NHS revenues from private patients have stalled over the last year, according to Laing and Buisson.
However, it predicted the introduction of the Health and Social Care Bill, currently proceeding through Parliament, would encourage further private treatment in NHS hospitals.
The market analyst blamed recessionary pressures and the private patient cap for causing the 2% fall in private income to £430m in 2009/10 from £439m the previous year.
Overall since 2006/2007 there has been no growth in revenues.
Its NHS Trusts & Primary Care Trusts Financial Information report noted private healthcare from both insurance and self-paying patients was still suffering the effects of recession.
"Stalling growth reflects a clear dip in demand for private healthcare funded by medical insurance and from patients' own pockets, which has yet to recover from recessionary cutbacks," it said.
"In addition growth for Foundation Trusts is limited because their private patient income as a ratio of their total income is capped at 2003/2004 levels.
"UK private patient revenues have only risen by 9% in the five years since the cap was introduced.

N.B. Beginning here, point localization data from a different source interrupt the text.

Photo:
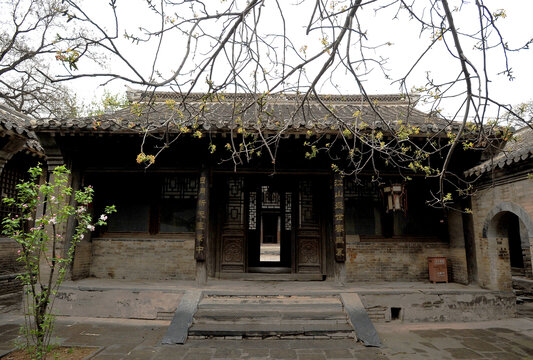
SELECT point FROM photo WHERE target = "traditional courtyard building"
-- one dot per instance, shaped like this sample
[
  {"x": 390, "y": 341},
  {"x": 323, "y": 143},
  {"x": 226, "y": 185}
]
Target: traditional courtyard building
[
  {"x": 502, "y": 208},
  {"x": 19, "y": 149},
  {"x": 192, "y": 215}
]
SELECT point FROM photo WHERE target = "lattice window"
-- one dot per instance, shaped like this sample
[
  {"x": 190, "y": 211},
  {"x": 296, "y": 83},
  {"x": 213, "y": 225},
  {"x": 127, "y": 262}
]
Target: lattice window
[
  {"x": 9, "y": 178},
  {"x": 235, "y": 203},
  {"x": 252, "y": 211},
  {"x": 180, "y": 187},
  {"x": 288, "y": 211},
  {"x": 269, "y": 199},
  {"x": 307, "y": 213}
]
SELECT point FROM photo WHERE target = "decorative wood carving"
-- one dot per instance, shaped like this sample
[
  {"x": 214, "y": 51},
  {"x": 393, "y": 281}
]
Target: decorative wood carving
[
  {"x": 201, "y": 216},
  {"x": 338, "y": 218},
  {"x": 232, "y": 250},
  {"x": 233, "y": 245}
]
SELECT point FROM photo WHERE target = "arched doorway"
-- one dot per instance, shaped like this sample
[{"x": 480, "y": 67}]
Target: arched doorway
[{"x": 508, "y": 228}]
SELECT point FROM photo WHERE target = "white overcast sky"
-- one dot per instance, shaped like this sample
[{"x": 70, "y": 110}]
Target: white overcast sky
[{"x": 517, "y": 28}]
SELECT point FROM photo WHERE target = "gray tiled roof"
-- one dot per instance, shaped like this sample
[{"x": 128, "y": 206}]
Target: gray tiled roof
[
  {"x": 12, "y": 121},
  {"x": 230, "y": 111},
  {"x": 519, "y": 148}
]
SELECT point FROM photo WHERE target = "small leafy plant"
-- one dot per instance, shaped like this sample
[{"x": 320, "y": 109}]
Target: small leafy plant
[{"x": 43, "y": 211}]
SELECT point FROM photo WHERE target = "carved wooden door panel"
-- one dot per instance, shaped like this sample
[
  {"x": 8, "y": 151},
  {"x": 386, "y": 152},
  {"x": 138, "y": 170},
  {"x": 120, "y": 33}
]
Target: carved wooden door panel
[
  {"x": 308, "y": 238},
  {"x": 233, "y": 230}
]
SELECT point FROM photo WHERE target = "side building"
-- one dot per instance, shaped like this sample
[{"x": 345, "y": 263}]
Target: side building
[
  {"x": 19, "y": 149},
  {"x": 502, "y": 208}
]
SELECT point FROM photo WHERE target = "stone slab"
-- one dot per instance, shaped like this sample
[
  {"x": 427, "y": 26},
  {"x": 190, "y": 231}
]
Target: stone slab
[
  {"x": 364, "y": 329},
  {"x": 179, "y": 327}
]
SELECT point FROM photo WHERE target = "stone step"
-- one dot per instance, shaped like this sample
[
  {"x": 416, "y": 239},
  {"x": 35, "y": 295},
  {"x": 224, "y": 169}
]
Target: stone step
[
  {"x": 270, "y": 300},
  {"x": 258, "y": 308},
  {"x": 222, "y": 314},
  {"x": 264, "y": 330},
  {"x": 269, "y": 321}
]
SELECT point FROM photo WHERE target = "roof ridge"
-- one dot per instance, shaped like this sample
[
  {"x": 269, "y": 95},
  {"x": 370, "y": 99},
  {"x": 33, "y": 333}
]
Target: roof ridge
[{"x": 403, "y": 99}]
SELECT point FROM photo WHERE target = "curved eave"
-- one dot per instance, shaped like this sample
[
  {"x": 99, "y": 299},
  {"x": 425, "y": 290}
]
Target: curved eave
[{"x": 499, "y": 162}]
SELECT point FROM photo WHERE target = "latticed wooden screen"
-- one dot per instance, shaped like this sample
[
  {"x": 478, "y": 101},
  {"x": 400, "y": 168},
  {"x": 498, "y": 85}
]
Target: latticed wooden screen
[{"x": 9, "y": 178}]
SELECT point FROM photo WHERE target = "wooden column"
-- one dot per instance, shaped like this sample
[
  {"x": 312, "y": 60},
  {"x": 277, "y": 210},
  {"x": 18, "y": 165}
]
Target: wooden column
[
  {"x": 338, "y": 229},
  {"x": 200, "y": 245},
  {"x": 338, "y": 219}
]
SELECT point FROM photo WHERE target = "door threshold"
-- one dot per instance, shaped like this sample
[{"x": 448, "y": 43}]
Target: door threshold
[
  {"x": 269, "y": 269},
  {"x": 271, "y": 277}
]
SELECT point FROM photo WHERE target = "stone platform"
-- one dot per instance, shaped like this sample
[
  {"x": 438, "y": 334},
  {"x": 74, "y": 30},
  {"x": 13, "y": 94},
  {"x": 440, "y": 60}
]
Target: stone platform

Looking forward, however, the proposal to remove this restriction in the Health and Social Care Bill, suggests more positive growth prospects from this source for the NHS," it added.
Figures in the report show that private patient income in the UK fell to just 0.6% of Trusts' total core income.
English trusts led the way, accounting for 96% of all private patient NHS activity across the UK and earned 0.7% of core revenues from the arena compared to Wales (0.2%) and both Scotland and Northern Ireland (0.1%).
The report also revealed the cost of employing agency and other temporary staffing in the NHS in England continued to rise as non-NHS staff spending reported by Trusts grew by 17.5% overall from 2008/2009.
However, it expects this trend to be reversed by 2014 in the face of ‘heavy pressure to realise massive cost savings under coalition government NHS reforms'.